Par déclaration au greffe en date du 4 février 2021, la société [S] ACVF a interjeté appel de cette décision.

Dans ses dernières conclusions transmises par voie électronique le 12 novembre 2021, la société [S] demande à la cour, au visa des article L624-18 du code de commerce et 2367 du code civil, de :
-infirmer le jugement entrepris dans toutes ses dispositions
-dire et juger que la société Jestin n'a pas réglé la société [S] du prix de vente des marchandises vendues
-dire et juger que la marchandise vendue appartient à la société [S] en vertu de la clause de réserve de propriété contenue dans les Conditions Générales de Vente de la requérante, et sa contrepartie c'est-à-dire la créance de son prix
-dire et juger que la société Vindémia, sous acquéreur, n'a pas versé le prix de vente à la société Jestin en liquidation judiciaire
-dire et juger que la société [S] est titulaire des créances qui sont nées de la revente des produits impayés sous réserve de propriété conformément aux conditions générales de vente
En conséquence
-débouter la société Vindémia de l'ensemble de ses demandes, fins et conclusions
-dire que la société Vindémia est redevable du prix des marchandises directement entre les mains de la société [S]
-condamner la société Vindémia à payer à la société [S] la somme de 25.912,80 euros correspondant à la partie du prix des produits non encore réglée
-ordonner l'exécution provisoire de la décision à intervenir
-condamner la société Vindémia à la somme de 6.000 euros en application de l'article 700 du code de procédure civile ainsi qu'aux entiers dépens.

Dans ses dernières conclusions transmises par voie électronique le 17 juillet 2021, la société Vindémia demande à la cour de :
-débouter la société [S] de sa demande en ce qu'elle est dirigée à l'encontre de la société Vindémia
-confirmer le jugement entrepris
-sur le fondement de l'article 700 du code de procédure civile, condamner la société [S] à payer à la société Vindémia la somme de 3.000 euros outres les dépens.

Conformément aux dispositions de l'article 455 du code de procédure civile, il est fait expressément référence aux conclusions des parties, visées ci-dessus, pour l'exposé de leurs prétentions et moyens.

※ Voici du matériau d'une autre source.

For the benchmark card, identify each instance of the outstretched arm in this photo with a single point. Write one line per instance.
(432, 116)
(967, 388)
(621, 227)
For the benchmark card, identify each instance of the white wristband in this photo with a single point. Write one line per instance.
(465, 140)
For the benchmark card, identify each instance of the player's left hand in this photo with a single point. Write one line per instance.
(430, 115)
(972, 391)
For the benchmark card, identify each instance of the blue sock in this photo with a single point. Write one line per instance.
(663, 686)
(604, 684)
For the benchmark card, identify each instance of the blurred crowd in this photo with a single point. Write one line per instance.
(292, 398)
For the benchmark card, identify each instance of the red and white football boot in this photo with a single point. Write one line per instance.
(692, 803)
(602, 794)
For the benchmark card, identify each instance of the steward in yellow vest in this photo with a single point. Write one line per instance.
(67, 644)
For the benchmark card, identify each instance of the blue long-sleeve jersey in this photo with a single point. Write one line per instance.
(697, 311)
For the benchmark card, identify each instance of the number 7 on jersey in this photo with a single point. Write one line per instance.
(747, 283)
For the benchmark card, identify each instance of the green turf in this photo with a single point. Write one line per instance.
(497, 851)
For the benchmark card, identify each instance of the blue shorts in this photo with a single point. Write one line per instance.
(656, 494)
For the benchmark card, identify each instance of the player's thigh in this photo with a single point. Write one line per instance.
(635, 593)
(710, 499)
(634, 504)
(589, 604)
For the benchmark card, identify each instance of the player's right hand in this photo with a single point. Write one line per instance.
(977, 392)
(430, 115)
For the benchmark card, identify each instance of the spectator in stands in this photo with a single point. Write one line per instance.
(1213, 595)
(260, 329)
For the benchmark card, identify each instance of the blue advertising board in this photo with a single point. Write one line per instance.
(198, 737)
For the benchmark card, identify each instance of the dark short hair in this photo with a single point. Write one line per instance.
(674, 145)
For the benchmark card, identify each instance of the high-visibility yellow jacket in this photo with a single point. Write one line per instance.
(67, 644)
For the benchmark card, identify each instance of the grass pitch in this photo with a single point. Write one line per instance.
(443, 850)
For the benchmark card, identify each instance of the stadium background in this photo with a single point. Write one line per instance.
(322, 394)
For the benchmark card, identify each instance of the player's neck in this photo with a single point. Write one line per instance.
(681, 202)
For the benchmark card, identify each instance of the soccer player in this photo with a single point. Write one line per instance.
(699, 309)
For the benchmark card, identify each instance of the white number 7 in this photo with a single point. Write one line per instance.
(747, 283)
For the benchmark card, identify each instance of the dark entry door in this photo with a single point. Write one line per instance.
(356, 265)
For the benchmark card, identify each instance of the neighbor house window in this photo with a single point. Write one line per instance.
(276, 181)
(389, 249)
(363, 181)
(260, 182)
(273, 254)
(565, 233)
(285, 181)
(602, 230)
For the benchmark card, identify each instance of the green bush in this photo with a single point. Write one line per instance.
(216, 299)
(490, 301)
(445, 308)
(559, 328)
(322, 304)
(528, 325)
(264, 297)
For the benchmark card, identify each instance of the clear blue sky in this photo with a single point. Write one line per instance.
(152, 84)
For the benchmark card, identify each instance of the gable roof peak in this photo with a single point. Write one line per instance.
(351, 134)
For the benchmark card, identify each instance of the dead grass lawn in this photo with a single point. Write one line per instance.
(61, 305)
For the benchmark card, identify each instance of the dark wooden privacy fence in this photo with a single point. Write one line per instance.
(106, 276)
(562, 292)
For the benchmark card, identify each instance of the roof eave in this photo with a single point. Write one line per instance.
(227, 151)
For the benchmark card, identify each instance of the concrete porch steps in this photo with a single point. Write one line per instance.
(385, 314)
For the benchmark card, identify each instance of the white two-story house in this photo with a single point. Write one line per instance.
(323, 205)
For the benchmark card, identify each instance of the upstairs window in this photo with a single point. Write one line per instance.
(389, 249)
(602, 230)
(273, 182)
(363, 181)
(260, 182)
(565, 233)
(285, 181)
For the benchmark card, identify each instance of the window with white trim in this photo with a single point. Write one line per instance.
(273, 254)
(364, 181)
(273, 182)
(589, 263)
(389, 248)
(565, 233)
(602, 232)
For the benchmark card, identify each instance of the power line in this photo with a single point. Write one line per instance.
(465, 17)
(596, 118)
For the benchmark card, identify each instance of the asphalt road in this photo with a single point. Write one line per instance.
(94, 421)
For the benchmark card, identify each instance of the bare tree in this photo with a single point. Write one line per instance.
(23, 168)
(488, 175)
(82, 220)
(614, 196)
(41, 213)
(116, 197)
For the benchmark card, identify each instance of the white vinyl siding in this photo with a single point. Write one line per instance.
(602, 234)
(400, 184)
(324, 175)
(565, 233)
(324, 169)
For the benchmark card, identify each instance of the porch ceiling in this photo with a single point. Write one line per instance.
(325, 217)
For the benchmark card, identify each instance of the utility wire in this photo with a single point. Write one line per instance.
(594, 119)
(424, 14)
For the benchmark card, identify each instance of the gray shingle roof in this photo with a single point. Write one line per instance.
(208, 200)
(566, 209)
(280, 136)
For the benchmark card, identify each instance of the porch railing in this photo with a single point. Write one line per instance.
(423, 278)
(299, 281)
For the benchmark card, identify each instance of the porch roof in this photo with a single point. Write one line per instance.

L'ordonnance de clôture est intervenue le 15 novembre 2021 et l'affaire a reçu fixation pour être plaidée à l'audience rapporteur du 6 avril 2022. Le prononcé de l'arrêt, par mise à disposition du greffe, a été fixé au 6 juillet 2022 prorogé au 21 septembre 2022.

SUR CE, LA COUR

A titre liminaire

Il convient de rappeler qu'en application de l'article 954 du code de procédure civile, la cour ne doit statuer que sur les prétentions énoncées au dispositif. Ne constituent pas des prétentions au sens de l'article 4 du code de procédure civile les demandes des parties tendant à voir "constater" ou "donner acte" ou encore "considérer que" voire "dire et juger que" et la cour n'a dès lors pas à y répondre.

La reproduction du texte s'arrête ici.